NYT: Afghan Troops REALLY Suck

The New York Times has been blogging about the indisputable suckitude of the Afghan forces’ marksmanship, discipline, strategy and every other conflict-related skill you can name. And we’ve been blogging their blogging, as bloggers are wont to do. Today’s installment—Afghan Marksmanship: Pointing, Not Aiming—takes the Taliban’s enemy (a.k.a. our friends) to task for, well, everything. Again. Starting with their abject refusal to shoulder their weapons: “During one brief firefight in Marja, we watched three Afghan soldiers lean their rifles on a wall and pull the triggers one-handed, sending rounds off into the sky at about a 20-degree angle. That’s not aiming, either. It’s barely even pointing.” Moving on to obscuring their gun sights: “Look closely at the soldier’s olive-green rifle sling – it is wrapped tightly around the front sight post of his assault rifle, blocking his sight picture. This rendered the sights useless.” To firing indiscriminately . . .

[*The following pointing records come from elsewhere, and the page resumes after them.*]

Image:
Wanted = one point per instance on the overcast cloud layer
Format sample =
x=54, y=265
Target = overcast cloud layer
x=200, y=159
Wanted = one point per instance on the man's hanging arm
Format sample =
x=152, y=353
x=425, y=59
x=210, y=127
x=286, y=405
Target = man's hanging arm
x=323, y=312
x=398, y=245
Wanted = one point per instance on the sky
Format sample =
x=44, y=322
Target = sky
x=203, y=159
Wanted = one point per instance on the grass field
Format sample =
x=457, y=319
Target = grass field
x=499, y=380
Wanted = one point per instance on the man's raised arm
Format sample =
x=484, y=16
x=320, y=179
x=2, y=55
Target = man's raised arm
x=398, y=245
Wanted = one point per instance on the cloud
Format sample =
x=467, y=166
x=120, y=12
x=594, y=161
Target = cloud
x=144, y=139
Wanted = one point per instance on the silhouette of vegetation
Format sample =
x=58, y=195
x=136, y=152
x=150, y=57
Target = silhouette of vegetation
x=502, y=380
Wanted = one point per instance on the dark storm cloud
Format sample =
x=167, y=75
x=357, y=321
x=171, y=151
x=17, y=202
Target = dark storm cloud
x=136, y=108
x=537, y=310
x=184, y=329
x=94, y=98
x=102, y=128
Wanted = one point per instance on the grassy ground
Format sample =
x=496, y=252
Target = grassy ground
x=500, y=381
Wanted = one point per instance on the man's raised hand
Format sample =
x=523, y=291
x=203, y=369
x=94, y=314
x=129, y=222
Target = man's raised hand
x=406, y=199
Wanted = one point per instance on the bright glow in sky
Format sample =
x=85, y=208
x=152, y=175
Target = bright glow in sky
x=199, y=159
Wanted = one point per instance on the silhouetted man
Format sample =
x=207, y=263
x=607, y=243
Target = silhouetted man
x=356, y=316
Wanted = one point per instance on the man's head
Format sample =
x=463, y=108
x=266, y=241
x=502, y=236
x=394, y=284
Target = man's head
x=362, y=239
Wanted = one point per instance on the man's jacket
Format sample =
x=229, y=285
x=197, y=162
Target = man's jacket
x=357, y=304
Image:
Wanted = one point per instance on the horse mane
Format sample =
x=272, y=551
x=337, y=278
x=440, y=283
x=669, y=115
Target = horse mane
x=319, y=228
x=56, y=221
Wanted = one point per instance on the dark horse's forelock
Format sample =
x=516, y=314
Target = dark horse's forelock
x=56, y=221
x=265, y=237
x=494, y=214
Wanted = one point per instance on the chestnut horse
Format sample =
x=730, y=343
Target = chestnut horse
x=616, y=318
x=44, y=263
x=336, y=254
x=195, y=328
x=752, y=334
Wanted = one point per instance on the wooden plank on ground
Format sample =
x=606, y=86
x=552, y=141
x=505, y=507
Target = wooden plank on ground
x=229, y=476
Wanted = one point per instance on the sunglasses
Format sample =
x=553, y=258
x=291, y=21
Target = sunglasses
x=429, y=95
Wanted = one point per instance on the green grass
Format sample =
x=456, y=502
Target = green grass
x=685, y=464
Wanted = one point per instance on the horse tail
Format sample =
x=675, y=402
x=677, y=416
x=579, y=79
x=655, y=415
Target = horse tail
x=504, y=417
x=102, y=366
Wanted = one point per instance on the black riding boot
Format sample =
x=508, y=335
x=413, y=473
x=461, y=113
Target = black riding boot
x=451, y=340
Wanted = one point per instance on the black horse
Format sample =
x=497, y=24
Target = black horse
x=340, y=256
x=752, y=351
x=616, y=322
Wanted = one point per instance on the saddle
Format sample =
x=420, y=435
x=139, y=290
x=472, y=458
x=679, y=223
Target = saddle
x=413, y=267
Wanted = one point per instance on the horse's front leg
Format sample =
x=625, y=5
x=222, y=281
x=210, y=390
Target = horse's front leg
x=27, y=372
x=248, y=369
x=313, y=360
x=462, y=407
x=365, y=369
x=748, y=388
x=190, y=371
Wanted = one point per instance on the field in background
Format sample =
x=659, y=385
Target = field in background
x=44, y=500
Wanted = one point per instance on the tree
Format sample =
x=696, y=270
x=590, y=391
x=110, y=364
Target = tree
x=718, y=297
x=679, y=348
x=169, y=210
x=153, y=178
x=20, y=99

On this night, the Afghan soldiers on the listening post panicked, and opened fire. For several minutes they emptied their magazines into the darkness. It developed into a roaring crescendo of fire. What they were shooting at, no one could say.

Are we done yet? In a very real sense, yes. C.J. Chivers circles back to his original point: America’s training of our Afghan allies really, really, really, REALLY sucks.

Unlike the Taliban, the Afghan Army has the backing of a large and well-off conventional military force . . . American taxpayers provide functioning equipment and underwrite formal training, along with mentoring in the field. But it is not unusual to see Afghan troops who seem, on patrol and in firefights, to have a very limited sense of basic fighting skills.

Has Mr. Chivers been handing out with British troops? That kind of understatement is normally reserved for Her Majesty’s subjects. An email sent to the NYT blogger by an American trainer tells the tale of our country’s epic failure to create a viable Afghan fighting force. What happens next is pretty easy to guess . . .

Soldiers are not required to qualify on their assigned weapon (M-16) prior to graduation. A fitness test is not required either. The list goes on and on. Soldiers “graduate” from basic and advanced training simply because they did not go AWOL. If they are present on graduation day then off they go to their units.